After all, it was an accident, and look at that smile?  How can I be angry at that?  Plus, let’s be honest, he does all the canoe work.  I don’t have to do anything but ride along.  And sip my, uh, beverage.  I like that about canoeing.

See?  Sorry…this picture is sort of a hot mess.  This is what happens when I camp, fall in a river, and then smile really big while squinting into the sun.  Oh and that guy behind me?  Yup, I married him.  He is mine.

The river was higher than normal due to all the rain so there weren’t as many place to have pit stops as usual.  We did a lot of this:  Party Barging.  There I am with my girls!  Sisters-in-law MacKenzie and Liz and our friend, Kristin!  These girls are why camping?  Isn’t as bad as it could be.  And canoeing?  Is awesome.

We did find some places to stop.  I mean, we had to have bathroom breaks, right?  I am not sure what Tom and Cody are discussing here, but it reminds me of when my Mom-in-law said to Tom, “Hey Tom.  It’s pretty hot out here.  Why don’t you take your sleeve off?”  I mean seriously?  That was the funniest dang thing I heard all day.  My mom-in-law making a tattoo joke?  awesome.

There was lots more fun on the river.  Mom and Ray tipped in their canoe.  Cody and Liz tipped in their canoe (and then MacKenzie and Dave dragged Liz down the river until Cody could get the water out of the canoe and pick her up).  There were millions of turtle-sightings and even more laughs and jokes.

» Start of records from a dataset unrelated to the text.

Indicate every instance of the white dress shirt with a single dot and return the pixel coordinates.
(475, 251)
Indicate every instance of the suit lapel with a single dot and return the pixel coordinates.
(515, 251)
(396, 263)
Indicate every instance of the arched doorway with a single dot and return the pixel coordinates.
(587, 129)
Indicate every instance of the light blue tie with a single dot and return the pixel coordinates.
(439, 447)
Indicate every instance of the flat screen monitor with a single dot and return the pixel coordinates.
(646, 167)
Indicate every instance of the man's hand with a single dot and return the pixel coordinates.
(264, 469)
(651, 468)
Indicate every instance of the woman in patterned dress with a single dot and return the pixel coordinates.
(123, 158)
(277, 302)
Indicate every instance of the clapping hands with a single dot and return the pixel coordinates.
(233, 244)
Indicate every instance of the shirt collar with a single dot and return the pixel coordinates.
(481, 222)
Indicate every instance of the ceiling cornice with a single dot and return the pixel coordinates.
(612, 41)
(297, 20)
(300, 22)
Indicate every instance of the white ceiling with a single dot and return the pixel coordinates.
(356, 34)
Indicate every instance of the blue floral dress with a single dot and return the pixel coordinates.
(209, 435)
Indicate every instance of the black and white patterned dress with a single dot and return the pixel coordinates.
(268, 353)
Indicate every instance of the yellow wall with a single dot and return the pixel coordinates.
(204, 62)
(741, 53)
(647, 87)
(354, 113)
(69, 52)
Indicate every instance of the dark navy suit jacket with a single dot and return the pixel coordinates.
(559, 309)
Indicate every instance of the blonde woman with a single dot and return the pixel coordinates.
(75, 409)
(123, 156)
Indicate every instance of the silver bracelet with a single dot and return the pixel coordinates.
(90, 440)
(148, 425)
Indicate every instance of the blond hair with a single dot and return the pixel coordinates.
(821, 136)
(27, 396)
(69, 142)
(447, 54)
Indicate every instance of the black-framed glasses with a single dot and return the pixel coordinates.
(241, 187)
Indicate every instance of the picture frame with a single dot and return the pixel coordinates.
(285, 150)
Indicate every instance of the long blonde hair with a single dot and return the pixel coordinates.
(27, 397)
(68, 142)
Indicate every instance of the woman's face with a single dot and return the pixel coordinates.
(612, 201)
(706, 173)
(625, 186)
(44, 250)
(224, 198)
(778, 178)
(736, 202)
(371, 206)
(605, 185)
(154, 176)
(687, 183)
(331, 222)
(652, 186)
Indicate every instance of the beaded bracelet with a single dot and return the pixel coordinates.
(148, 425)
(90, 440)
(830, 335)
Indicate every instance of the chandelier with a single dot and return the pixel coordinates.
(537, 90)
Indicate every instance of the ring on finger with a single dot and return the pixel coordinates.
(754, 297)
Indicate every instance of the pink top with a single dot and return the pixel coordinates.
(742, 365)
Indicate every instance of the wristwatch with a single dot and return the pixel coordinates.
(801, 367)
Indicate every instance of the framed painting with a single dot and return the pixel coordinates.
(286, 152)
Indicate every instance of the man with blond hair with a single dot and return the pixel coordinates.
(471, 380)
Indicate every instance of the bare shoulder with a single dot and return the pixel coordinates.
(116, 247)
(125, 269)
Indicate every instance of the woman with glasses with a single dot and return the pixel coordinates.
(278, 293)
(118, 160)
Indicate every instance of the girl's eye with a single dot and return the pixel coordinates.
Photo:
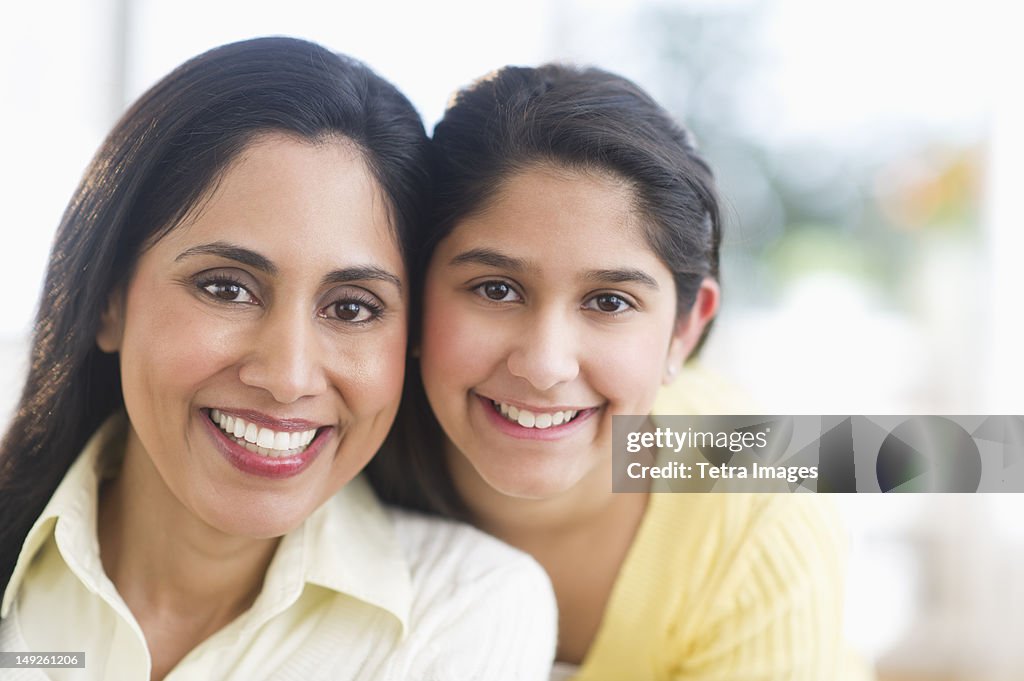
(352, 311)
(608, 303)
(498, 292)
(228, 291)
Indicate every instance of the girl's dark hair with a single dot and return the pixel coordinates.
(583, 119)
(162, 159)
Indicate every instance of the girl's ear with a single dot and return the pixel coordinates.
(689, 328)
(112, 323)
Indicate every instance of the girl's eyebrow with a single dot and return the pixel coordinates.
(230, 252)
(624, 275)
(489, 258)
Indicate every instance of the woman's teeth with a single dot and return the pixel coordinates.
(528, 419)
(263, 441)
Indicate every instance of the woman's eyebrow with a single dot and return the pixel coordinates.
(625, 275)
(254, 259)
(489, 258)
(230, 252)
(361, 273)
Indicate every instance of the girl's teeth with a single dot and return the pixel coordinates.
(264, 441)
(528, 419)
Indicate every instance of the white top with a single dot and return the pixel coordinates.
(356, 592)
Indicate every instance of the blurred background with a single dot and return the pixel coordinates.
(868, 155)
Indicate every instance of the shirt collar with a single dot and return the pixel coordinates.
(348, 545)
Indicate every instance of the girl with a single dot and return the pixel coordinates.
(571, 269)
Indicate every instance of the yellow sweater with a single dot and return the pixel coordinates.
(727, 586)
(733, 587)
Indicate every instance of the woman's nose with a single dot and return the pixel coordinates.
(546, 353)
(286, 357)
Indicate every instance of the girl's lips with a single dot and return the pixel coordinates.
(265, 466)
(521, 432)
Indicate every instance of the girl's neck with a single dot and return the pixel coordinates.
(581, 537)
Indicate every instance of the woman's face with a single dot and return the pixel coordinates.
(546, 314)
(262, 340)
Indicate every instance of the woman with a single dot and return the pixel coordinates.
(571, 269)
(223, 331)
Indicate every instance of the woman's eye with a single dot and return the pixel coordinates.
(230, 292)
(608, 303)
(498, 291)
(354, 311)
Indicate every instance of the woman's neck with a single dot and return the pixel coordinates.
(181, 579)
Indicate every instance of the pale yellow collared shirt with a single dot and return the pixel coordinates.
(356, 592)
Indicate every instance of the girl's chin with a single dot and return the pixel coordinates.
(535, 483)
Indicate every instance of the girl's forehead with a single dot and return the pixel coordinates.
(553, 217)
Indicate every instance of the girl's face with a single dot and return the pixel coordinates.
(262, 340)
(546, 314)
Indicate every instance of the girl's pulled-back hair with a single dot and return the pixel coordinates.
(581, 119)
(163, 158)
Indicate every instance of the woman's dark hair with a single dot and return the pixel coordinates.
(583, 119)
(162, 159)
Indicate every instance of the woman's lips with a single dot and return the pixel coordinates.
(270, 456)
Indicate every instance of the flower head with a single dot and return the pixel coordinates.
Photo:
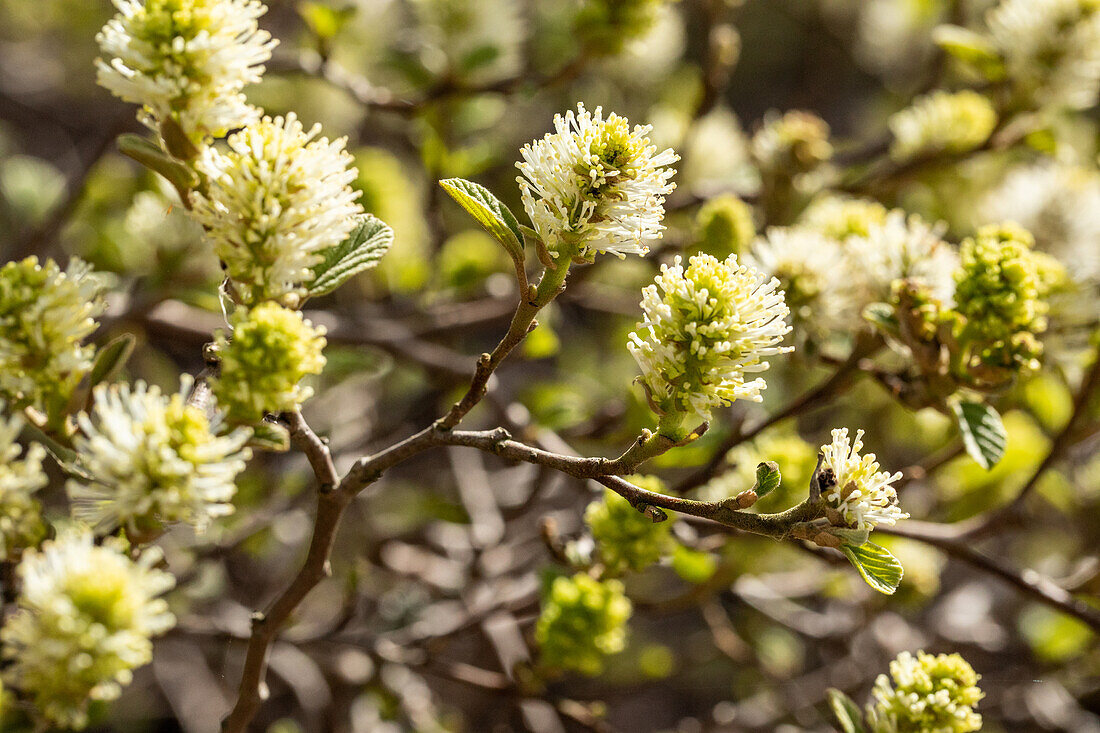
(151, 459)
(595, 185)
(45, 314)
(21, 524)
(705, 328)
(903, 248)
(186, 61)
(859, 493)
(931, 693)
(1051, 48)
(85, 617)
(942, 122)
(627, 538)
(840, 218)
(583, 620)
(275, 199)
(271, 351)
(813, 274)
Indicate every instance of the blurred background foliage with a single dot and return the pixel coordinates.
(435, 595)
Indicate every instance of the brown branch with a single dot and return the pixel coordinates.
(1030, 582)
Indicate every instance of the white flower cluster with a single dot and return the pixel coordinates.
(705, 328)
(903, 247)
(846, 254)
(85, 617)
(45, 314)
(277, 197)
(186, 59)
(151, 459)
(942, 122)
(20, 520)
(862, 495)
(1051, 48)
(1059, 205)
(595, 185)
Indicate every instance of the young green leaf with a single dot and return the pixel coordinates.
(490, 212)
(879, 568)
(846, 711)
(982, 431)
(271, 436)
(110, 359)
(768, 478)
(156, 160)
(364, 247)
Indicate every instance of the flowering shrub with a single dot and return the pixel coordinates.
(243, 435)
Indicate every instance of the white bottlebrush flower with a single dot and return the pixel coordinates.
(45, 315)
(861, 494)
(85, 617)
(275, 199)
(20, 516)
(1059, 205)
(153, 459)
(903, 248)
(705, 328)
(595, 185)
(942, 122)
(1051, 48)
(186, 59)
(813, 272)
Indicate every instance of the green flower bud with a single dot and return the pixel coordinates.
(942, 122)
(272, 349)
(724, 227)
(627, 538)
(930, 695)
(583, 620)
(21, 524)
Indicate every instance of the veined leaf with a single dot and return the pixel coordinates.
(490, 212)
(768, 478)
(846, 711)
(364, 247)
(879, 568)
(982, 431)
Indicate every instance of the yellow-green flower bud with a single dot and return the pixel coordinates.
(1000, 290)
(21, 524)
(583, 620)
(627, 539)
(271, 351)
(942, 122)
(724, 226)
(928, 695)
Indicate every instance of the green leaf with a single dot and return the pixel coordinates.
(846, 711)
(362, 250)
(879, 568)
(110, 359)
(490, 212)
(67, 459)
(154, 159)
(271, 436)
(982, 431)
(768, 478)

By the time we got off the river, we were all tired…and looking a little worse for wear.  We dragged ourselves back to camp, played some hillbilly golf, made some hot dogs, rested, and enjoyed being eaten alive by mosquitoes.

Yes, Sluiter Nation was sun burned, tired, achy, and did I mention tired?  We probably could have used a nap!

And aside from a brief panic attack on my part Saturday night (we had no phone service and I couldn’t call to check on Eddie.  Plus I mixed anti-depressants and some booze.  not good.  lesson learned), the weekend was very fun!  I was proud of myself from changing my attitude from angerball to happy pants. 

Even if by Sunday morning when we were packing up, I was sure I could smell myself.  I think that might just be the definition of a hot mess.

And as it turned out?  Eddie had a GREAT time at my parents’ house!  He was back to his old funny, silly, happy self when we picked him up Sunday morning.  Go figure.  I freaked out for nothing.  What else is new?